I have discovered (after the fact) that what they mean is that I can avoid paying import fees if I use a company name and VAT number. This is the bit that I thought was dodgy. Surely you can't legally do that for personal purchases? Isn't it like paying a builder 'cash in hand'? I wasn't suggesting that I try and avoid paying the tax / fees, which is why I was going to cancel.

It seems from what you lot are saying that I'm just going to have to suck it up and find the money.

FaFoutis I don't really want to 'name and shame', as it seems like I'm the one in the wrong here, but if I can work out how to pm you, I will do so!

FaFoutis Mon 03-Nov-14 19:25:26

Thanks, Whocansay, I would appreciate it.

atticusclaw Mon 03-Nov-14 20:17:21

Blimey is it a £3k ring then?

You might be lucky and find it isn't opened. Some packages aren't, but its unlikely you'll avoid the duty.

atticusclaw Mon 03-Nov-14 20:18:55

I think you were brave in the first place to spend that sort of money on jewellery from an overseas website.

I've bought expensive jewellery online but it was a UK company.

Greengrow Mon 03-Nov-14 20:21:21

In the EU now under the new version of the distance selling laws you are supposed to be told all the costs but this is a company in Israel without assets in the EU so those regulations which might require you to be told about all the extra costs and duties will not apply.

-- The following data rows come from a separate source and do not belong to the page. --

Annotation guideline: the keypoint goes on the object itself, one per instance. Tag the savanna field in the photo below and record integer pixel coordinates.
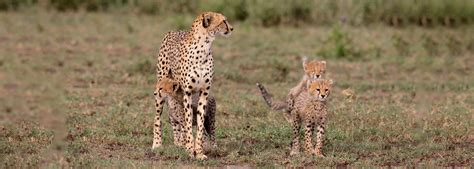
(76, 90)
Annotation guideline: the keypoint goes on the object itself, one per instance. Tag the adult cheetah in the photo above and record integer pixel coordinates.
(186, 56)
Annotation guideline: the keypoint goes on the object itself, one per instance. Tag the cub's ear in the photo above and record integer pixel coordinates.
(175, 87)
(304, 59)
(305, 63)
(330, 82)
(206, 20)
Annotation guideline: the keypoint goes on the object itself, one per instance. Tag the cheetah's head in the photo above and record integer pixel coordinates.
(213, 24)
(320, 89)
(314, 69)
(167, 88)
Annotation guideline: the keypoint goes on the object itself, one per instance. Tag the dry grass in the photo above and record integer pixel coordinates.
(75, 90)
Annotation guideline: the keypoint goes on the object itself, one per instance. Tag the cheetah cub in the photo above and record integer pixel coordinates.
(309, 109)
(169, 91)
(313, 70)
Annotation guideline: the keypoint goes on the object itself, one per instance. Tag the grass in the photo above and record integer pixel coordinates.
(76, 91)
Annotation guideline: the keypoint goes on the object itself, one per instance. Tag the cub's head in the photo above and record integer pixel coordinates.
(167, 88)
(212, 24)
(314, 69)
(320, 89)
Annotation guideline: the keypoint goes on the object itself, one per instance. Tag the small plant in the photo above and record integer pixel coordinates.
(430, 45)
(401, 45)
(143, 67)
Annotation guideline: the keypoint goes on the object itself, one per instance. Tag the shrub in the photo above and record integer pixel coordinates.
(339, 45)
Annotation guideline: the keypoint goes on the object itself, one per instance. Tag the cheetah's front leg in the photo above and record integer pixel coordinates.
(159, 101)
(188, 120)
(308, 134)
(320, 137)
(295, 144)
(203, 95)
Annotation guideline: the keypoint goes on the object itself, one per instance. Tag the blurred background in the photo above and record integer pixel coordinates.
(277, 12)
(77, 76)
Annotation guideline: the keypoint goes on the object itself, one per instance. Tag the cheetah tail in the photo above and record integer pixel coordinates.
(280, 105)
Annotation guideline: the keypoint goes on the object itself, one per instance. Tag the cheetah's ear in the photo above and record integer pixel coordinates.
(330, 82)
(206, 21)
(175, 87)
(305, 62)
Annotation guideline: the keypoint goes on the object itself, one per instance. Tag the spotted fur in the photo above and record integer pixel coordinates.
(314, 70)
(309, 109)
(169, 91)
(186, 56)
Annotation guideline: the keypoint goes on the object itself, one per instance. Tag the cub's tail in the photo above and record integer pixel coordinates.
(275, 105)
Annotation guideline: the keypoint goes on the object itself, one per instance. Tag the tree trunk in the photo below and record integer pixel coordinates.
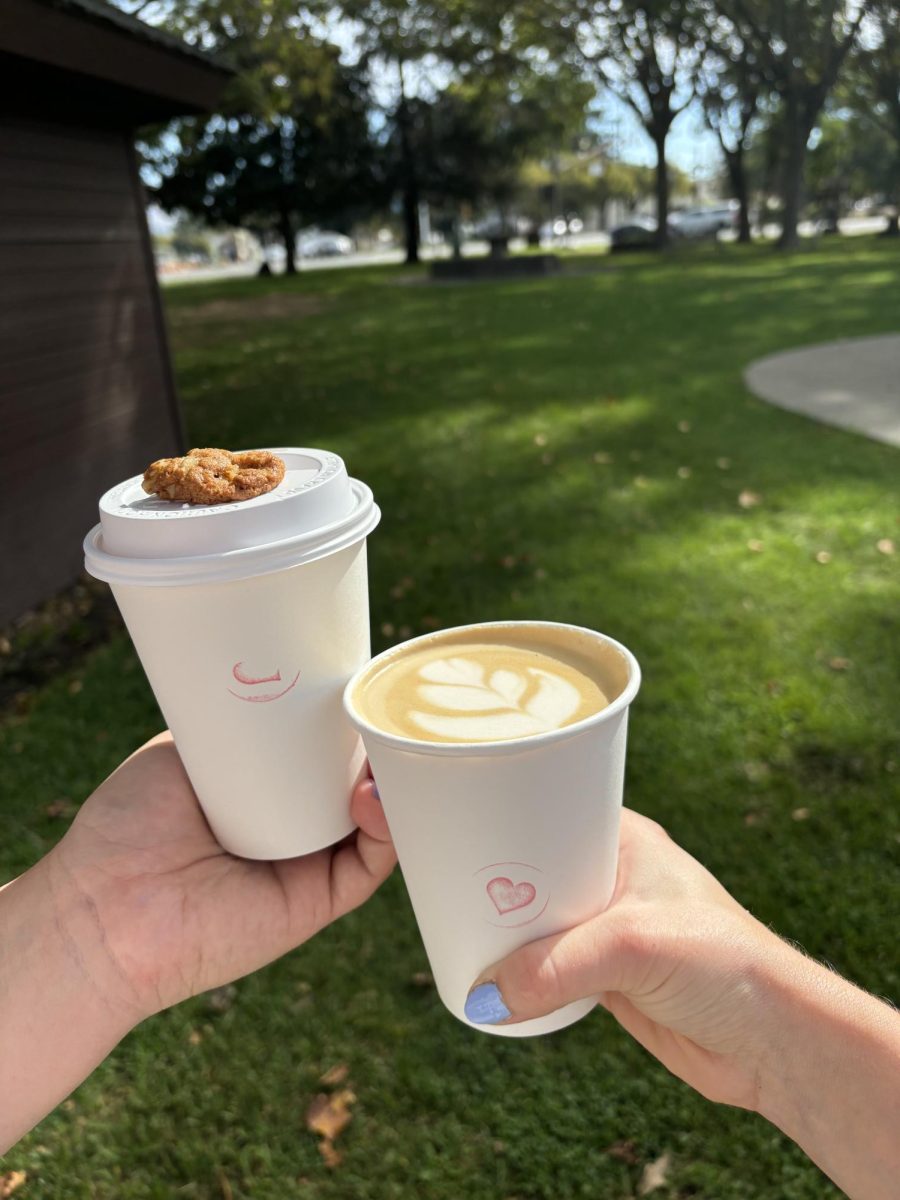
(409, 179)
(288, 235)
(411, 216)
(796, 136)
(737, 174)
(661, 192)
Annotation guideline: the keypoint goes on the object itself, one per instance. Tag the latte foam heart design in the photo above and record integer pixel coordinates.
(508, 897)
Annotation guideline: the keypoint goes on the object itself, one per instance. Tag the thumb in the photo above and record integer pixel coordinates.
(543, 976)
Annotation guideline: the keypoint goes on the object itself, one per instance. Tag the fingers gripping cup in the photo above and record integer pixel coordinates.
(499, 756)
(249, 619)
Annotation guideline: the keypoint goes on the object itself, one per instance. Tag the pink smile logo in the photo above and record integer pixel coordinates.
(511, 894)
(256, 682)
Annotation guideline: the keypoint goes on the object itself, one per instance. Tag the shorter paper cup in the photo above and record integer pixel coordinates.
(503, 843)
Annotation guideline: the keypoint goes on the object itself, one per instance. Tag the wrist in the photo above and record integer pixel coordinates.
(57, 1020)
(81, 921)
(829, 1074)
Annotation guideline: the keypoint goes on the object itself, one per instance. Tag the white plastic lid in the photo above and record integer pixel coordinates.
(316, 510)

I agree that some sites are a bit dodgy in how they help consumers avoid customs duties. You are even have to pay them if you bring a ring back on your hand - the £100k+ ring of Mrs Clooney had to be declared which was on her finger and customs duties paid. I don't regard it as some big sin if the suppliers though tell you how many people avoid those duties as they do not seem to be very uniformly applied. If m yson orders certain goods from a website he uses he pays them . If from another or under a different minimum value he doesn't. It often also seems to depend on if the post office pick up on those goods too.

It sounds like their website was misleading in saying usually people don't to pay. if so youI bet Israeli law has some kind of provision saying consumers must not be confused by information on websites and if you threatened to report them to Israeli trading standards they might help.

I would certainly favour a move to world free trade and no customs duties.

I wonder how a company name avoids the duties? Many many companies import and they usually pay a lot more customs duties than most consumers do. ther eis no general exemption for goods bought by a company. There are exemptions for samples I think. Also a company buying still pays VAT but why would an Israeli seller charge you VAT if you are buying from them abroad? That's very strange or are they an English companys elling in the UK? I think there was some debate about if you buy outside the EU no VAT and if the seller is in the EU and you buy on line there was VAT and the EU companies complained so may be the EU therefore decided to impose VAT on the foreign sales. Under English law if a price does not say if VAT is in top then the advertised price is deemed to include VAT BUT this contract and its terms probably say Israeli law so that may not help you.